Ryan W. Logan

Date of Award


Level of Access Assigned by Author

Campus-Only Dissertation

Degree Name

Doctor of Philosophy (PhD)


Biomedical Sciences


Alan Rosenwasser

Second Committee Member

Marie Hayes

Third Committee Member

Thane Fremouw


Alcohol withdrawal is associated with behavioral, affective, and neurophysiological disturbances in both human alcoholics and in animal models of alcohol dependence. These effects include disruptions in sleep and circadian rhythms as well as increased expression of anxiety- and depression-like behaviors. In order to expand the phenotypic characterization of ethanol withdrawal, we have been examining the effects of withdrawal from chronic intermittent exposure to ethanol vapor (CIE) vapor exposure on circadian patterns of running-wheel activity in inbred (C57BL/6J and C3H/HeJ) mice. Following baseline activity measurements, mice were exposed to either one, two or three 4-day CIE treatment cycles in which 16 hours of daily ethanol vapor exposure alternated with 8 hours of exposure to plain air, while control animals were exposed only to plain air in an identical environment. Ethanol exposure began at the onset of the dark phase of the daily 12:12 LD cycle, and each exposure period was initiated by an injection of 1.6 g/kg ethanol and 1.0 mmol pyrazole, i.p., to rapidly stabilize blood ethanol concentrations, while controls received pyrazole in saline only. In both strains, ethanol withdrawal was associated with pronounced reductions in wheel-running, but these effects were more profound and more enduring in the "withdrawal-sensitive" C3H/HeJ strain relative to the "withdrawal-resistant" C57BL/6J strain. Interestingly, C3H/HeJ mice also displayed a significant shortening of free-running period during withdrawal from ethanol.
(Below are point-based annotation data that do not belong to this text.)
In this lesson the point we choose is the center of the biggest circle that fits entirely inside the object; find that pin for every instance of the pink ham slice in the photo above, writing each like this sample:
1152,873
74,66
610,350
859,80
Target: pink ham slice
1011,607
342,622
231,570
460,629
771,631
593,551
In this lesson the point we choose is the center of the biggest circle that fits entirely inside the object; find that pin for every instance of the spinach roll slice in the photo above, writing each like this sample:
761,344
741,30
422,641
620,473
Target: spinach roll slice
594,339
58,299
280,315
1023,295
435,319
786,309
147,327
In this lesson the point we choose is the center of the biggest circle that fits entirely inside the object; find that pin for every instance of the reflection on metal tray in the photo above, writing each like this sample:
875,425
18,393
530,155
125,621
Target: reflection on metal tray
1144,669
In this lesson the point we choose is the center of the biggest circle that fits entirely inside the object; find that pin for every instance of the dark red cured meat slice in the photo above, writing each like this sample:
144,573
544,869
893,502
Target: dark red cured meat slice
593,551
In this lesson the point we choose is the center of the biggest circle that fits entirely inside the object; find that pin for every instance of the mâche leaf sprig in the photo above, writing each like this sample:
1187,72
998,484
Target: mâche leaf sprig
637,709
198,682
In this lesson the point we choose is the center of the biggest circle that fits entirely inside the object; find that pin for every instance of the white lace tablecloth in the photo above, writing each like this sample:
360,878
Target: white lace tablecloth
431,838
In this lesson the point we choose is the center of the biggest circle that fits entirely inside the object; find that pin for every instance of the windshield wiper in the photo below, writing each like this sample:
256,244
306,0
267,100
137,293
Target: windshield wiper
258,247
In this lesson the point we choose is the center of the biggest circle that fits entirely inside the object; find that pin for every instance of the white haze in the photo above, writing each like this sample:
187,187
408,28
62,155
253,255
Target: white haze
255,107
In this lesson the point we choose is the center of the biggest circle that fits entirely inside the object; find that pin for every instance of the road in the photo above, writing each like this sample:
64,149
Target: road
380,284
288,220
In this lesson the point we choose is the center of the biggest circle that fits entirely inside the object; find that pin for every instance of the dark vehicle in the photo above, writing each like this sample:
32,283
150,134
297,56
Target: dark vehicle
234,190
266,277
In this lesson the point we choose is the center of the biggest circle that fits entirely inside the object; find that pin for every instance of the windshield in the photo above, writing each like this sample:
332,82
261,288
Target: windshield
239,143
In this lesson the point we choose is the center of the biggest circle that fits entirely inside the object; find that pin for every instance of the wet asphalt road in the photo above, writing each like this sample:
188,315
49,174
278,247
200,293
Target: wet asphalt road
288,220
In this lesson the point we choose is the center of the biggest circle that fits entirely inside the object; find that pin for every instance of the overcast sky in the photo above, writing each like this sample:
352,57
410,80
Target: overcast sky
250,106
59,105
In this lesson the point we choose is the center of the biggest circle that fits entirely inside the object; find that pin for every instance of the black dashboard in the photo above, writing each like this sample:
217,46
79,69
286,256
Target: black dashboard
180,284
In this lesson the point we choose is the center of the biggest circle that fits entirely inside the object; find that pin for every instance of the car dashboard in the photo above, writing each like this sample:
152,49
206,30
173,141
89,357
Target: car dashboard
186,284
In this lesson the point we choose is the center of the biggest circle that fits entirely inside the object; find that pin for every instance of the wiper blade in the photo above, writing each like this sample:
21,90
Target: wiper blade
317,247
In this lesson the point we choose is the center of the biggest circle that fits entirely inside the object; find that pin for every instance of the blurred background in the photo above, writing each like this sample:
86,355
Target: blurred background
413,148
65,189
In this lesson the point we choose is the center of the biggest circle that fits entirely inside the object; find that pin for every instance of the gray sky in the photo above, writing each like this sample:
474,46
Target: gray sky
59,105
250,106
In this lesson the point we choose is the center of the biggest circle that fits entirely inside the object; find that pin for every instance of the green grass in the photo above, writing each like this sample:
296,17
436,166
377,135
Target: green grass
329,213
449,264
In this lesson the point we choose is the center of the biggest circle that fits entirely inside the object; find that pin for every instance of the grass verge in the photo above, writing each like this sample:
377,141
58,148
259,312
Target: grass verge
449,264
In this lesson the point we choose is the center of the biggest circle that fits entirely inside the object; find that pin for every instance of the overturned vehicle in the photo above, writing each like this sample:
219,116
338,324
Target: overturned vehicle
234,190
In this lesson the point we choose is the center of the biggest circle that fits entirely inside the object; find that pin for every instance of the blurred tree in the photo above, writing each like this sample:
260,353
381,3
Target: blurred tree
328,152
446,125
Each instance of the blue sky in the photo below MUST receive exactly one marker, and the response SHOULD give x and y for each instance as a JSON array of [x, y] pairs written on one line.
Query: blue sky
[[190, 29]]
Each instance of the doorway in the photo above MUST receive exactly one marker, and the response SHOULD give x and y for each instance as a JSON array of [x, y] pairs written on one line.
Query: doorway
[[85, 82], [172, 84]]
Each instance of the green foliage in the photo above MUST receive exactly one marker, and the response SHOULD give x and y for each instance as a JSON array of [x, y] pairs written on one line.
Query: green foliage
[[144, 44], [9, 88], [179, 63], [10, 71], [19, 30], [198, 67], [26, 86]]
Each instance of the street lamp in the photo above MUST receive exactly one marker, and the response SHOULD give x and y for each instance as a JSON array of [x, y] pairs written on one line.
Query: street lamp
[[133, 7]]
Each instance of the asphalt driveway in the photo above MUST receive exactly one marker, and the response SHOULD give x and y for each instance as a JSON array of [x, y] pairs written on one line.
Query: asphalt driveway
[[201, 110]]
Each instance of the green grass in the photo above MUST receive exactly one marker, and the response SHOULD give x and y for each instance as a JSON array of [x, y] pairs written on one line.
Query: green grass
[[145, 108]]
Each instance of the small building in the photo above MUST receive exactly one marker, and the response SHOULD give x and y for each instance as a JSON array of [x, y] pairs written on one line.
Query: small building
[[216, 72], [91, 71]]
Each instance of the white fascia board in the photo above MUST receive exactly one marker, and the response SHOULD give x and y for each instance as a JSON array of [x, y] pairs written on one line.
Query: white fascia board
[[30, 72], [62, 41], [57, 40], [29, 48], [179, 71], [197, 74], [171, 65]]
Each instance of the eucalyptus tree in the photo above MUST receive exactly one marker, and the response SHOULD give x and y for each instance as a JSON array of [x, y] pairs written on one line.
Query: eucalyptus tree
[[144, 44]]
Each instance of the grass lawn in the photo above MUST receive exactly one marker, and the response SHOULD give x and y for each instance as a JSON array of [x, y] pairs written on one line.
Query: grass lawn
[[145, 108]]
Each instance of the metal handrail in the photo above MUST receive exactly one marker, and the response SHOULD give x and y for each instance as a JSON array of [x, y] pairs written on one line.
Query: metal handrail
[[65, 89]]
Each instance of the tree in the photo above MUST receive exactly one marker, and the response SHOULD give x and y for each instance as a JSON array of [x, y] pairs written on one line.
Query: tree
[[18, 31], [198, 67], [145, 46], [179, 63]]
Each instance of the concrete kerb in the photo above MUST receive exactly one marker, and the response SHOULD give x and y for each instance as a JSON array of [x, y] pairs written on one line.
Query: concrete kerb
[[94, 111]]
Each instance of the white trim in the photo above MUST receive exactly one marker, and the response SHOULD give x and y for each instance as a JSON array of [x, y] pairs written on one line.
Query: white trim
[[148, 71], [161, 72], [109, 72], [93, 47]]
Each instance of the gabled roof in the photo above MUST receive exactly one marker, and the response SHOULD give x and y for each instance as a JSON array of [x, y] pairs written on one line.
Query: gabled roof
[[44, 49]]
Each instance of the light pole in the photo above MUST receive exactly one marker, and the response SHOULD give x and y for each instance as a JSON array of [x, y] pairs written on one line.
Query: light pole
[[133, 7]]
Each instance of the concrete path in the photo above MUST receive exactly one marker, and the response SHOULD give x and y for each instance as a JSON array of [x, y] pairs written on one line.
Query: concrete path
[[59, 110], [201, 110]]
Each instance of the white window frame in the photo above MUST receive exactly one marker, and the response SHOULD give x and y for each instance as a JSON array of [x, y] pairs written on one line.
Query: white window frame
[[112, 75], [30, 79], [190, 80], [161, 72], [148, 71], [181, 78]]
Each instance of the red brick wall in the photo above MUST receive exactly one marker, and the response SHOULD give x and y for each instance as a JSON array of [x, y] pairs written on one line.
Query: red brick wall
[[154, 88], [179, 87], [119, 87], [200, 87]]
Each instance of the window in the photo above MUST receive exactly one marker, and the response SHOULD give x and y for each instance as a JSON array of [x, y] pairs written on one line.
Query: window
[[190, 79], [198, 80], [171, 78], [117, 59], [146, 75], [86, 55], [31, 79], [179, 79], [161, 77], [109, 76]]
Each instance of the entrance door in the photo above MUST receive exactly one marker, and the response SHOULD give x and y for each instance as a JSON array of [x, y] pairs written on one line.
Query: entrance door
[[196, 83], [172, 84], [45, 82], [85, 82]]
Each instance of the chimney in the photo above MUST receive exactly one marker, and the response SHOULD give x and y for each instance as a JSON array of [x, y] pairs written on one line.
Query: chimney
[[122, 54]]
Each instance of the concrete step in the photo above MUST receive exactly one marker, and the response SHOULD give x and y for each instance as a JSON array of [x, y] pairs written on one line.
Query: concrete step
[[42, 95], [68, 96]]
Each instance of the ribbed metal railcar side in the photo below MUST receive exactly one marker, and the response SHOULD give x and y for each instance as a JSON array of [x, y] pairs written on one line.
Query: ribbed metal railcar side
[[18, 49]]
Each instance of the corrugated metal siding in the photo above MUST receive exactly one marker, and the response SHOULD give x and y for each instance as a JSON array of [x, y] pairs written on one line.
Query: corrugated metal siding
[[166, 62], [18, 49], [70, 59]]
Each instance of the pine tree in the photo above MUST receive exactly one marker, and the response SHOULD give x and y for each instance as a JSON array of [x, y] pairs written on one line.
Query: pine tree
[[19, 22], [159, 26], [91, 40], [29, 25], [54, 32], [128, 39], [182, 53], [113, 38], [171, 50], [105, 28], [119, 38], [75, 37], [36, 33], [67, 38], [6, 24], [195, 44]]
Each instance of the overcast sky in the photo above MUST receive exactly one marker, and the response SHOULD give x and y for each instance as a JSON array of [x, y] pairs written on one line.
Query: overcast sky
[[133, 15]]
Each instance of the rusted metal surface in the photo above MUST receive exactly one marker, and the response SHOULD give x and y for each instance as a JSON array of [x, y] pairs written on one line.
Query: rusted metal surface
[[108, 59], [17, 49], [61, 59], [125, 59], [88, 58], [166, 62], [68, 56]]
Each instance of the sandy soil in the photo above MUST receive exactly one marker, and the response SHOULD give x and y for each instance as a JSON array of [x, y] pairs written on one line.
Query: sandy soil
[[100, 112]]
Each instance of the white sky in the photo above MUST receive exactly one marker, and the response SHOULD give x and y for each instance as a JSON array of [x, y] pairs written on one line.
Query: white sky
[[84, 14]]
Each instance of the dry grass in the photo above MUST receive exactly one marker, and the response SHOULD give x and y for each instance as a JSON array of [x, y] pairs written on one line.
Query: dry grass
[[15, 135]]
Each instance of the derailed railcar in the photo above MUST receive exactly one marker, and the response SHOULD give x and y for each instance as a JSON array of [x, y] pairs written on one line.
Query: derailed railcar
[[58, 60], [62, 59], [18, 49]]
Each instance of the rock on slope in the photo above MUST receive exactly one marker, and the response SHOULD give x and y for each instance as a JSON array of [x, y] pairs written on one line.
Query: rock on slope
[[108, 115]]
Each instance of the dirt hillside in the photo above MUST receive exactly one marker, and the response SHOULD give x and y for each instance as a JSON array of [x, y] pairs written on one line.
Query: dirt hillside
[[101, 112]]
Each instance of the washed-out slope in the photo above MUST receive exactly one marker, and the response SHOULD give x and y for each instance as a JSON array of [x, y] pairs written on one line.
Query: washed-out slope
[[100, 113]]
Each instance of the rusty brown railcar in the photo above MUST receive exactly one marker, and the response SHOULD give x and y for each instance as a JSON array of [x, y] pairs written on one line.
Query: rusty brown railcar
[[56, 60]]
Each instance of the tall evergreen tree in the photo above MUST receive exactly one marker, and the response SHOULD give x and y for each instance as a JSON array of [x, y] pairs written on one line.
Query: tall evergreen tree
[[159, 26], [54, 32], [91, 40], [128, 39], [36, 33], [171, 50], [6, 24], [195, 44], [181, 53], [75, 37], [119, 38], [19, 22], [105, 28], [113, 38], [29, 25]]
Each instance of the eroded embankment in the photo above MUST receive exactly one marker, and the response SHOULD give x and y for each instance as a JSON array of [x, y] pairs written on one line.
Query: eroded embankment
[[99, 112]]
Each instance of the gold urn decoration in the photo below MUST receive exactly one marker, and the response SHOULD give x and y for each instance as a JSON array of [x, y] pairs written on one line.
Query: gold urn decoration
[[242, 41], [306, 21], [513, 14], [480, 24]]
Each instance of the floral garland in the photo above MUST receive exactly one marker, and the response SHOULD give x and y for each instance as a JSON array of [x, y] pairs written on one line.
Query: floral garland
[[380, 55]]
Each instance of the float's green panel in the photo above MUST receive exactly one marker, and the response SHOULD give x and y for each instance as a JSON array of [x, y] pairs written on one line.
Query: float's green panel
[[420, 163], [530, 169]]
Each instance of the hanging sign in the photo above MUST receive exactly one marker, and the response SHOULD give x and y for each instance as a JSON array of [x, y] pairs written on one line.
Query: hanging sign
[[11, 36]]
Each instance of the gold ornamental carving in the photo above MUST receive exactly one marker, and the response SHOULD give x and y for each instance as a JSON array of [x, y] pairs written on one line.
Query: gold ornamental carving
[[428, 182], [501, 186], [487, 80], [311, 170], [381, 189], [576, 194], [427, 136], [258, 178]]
Further, monitoring of home-cage water drinking via contact-sensing lickometers showed no effects of ethanol withdrawal, indicating that the observed reductions in locomotor activity are not due to non-specific factors such as malaise or lethargy. Instead, these effects probably reflect the specific biobehavioral significance of running-wheel activity, generally considered to be an intrinsically rewarding form of motivated exploratory behavior. Subsequent experiments will utilize a wider range of mouse strains in order to characterize the neurogenetic bases of withdrawal-related hypo-locomotion.